Submitted as a comment by Junior Burchall in response to a commenter
There’s so much that I could take apart in your response (the false equating of homosexuality with paedophilia; the focus on anal sex, which effectively erases the reality of women who love and have sex with women; the pseudo-fact that ‘most homosexuals in the first world belong to the upper social and economic strata’ in their home nations - I’d love to see the data on that!), but I think I’ll narrow my focus a bit and deal with, as you say, ‘our ancestral experience’.
Allow me to take you on a quick tour of what our family was into on the continent…..well before the first European landed there. Your whole ‘it’s against nature’ argument is at best, intellectually dishonest. I mean, nature has ingenious ways of allocating the limited resources found on the planet in ways that will ensure optimal species balance, infertility and same-gender interactions are but two of the built-in mechanisms that allow the ecological balance to be maintained, …and, let’s be real: we humans have always used our body parts for the achievement of multiple aims – hands for masturbation, mouths for cunnilingus and fellatio, etc etc, etc –, so are we to conclude that these pleasurable practices should be done away with simply because the body part in question was not primarily designed for this purpose?

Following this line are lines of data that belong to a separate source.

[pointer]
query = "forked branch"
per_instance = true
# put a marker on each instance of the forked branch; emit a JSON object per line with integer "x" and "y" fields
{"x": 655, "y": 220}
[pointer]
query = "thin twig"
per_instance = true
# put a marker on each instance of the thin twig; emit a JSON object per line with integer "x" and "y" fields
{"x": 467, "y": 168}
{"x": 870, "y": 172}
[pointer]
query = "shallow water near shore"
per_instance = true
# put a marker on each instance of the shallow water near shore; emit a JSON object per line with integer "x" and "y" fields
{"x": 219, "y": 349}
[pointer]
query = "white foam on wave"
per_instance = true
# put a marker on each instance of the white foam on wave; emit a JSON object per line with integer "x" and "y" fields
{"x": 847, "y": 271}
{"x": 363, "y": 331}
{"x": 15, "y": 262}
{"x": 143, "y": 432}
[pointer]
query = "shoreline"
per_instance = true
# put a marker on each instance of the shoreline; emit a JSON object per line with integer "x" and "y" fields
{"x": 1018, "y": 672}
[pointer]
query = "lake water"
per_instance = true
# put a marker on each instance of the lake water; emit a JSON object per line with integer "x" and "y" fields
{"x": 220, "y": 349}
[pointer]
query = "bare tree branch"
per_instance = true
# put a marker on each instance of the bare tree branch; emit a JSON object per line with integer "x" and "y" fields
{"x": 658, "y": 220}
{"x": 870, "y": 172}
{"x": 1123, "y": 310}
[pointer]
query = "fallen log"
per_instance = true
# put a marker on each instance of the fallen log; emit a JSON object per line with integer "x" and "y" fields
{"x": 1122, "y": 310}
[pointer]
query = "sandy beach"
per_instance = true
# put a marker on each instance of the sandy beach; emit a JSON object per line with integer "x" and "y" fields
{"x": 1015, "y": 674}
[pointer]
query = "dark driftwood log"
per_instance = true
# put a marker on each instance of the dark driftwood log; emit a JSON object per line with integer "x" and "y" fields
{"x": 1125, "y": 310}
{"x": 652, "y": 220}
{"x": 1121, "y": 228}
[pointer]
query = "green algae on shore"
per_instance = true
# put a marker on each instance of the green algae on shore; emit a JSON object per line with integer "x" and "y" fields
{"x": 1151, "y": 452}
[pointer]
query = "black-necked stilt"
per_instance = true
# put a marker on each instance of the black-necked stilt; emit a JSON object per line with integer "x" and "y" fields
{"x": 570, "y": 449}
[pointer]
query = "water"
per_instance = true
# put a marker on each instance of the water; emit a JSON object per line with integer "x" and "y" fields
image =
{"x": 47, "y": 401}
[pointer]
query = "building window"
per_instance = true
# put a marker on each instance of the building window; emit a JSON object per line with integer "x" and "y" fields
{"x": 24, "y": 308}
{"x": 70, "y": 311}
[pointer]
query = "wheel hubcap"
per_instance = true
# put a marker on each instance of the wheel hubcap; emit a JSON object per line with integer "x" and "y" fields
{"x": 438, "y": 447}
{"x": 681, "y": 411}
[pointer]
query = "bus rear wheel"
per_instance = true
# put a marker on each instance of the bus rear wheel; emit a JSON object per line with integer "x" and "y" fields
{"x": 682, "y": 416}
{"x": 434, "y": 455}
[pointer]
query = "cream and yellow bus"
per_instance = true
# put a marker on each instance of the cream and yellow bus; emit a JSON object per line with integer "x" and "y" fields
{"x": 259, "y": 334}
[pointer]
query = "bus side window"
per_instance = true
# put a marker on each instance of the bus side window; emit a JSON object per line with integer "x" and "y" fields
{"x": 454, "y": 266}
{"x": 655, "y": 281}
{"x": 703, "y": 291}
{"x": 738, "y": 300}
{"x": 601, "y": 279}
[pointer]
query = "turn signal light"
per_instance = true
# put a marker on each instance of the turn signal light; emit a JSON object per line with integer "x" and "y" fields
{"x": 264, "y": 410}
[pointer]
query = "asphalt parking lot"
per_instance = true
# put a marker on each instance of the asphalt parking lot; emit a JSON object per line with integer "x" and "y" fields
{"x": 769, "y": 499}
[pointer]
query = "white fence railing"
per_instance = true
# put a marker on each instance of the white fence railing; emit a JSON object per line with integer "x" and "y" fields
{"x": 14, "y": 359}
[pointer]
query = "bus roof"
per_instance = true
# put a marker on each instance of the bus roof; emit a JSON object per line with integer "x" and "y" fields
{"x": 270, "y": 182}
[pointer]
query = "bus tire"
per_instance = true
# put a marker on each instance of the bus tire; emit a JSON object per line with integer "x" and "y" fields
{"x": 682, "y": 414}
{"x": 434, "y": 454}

Afrocentric homophobes (an oxymoron if there ever was one!) are fond of claiming that homosexuality was the result of an alien cultural incursion and that, prior to the arrival of the whites and Arabs, nary a batty bwoy could be found…seen, seen…..yet, among the Maale of southern Ethiopia, men who took on female roles and had sexual relationships were called ASHTIME. Among the Meru (of Kenya), same-gender loving [SGL] relationships were seen as normal. indeed, some Meru who occupied positions of religious leadership (they were known as MUGAWE) often wore women’s clothes and hairstyles. they were also sometimes married to men. These PRECOLONIAL expressions of sexuality and gender-identity fly in the face of impassioned pronouncements within the ‘conscious’ community that SGL is un-Afrikan.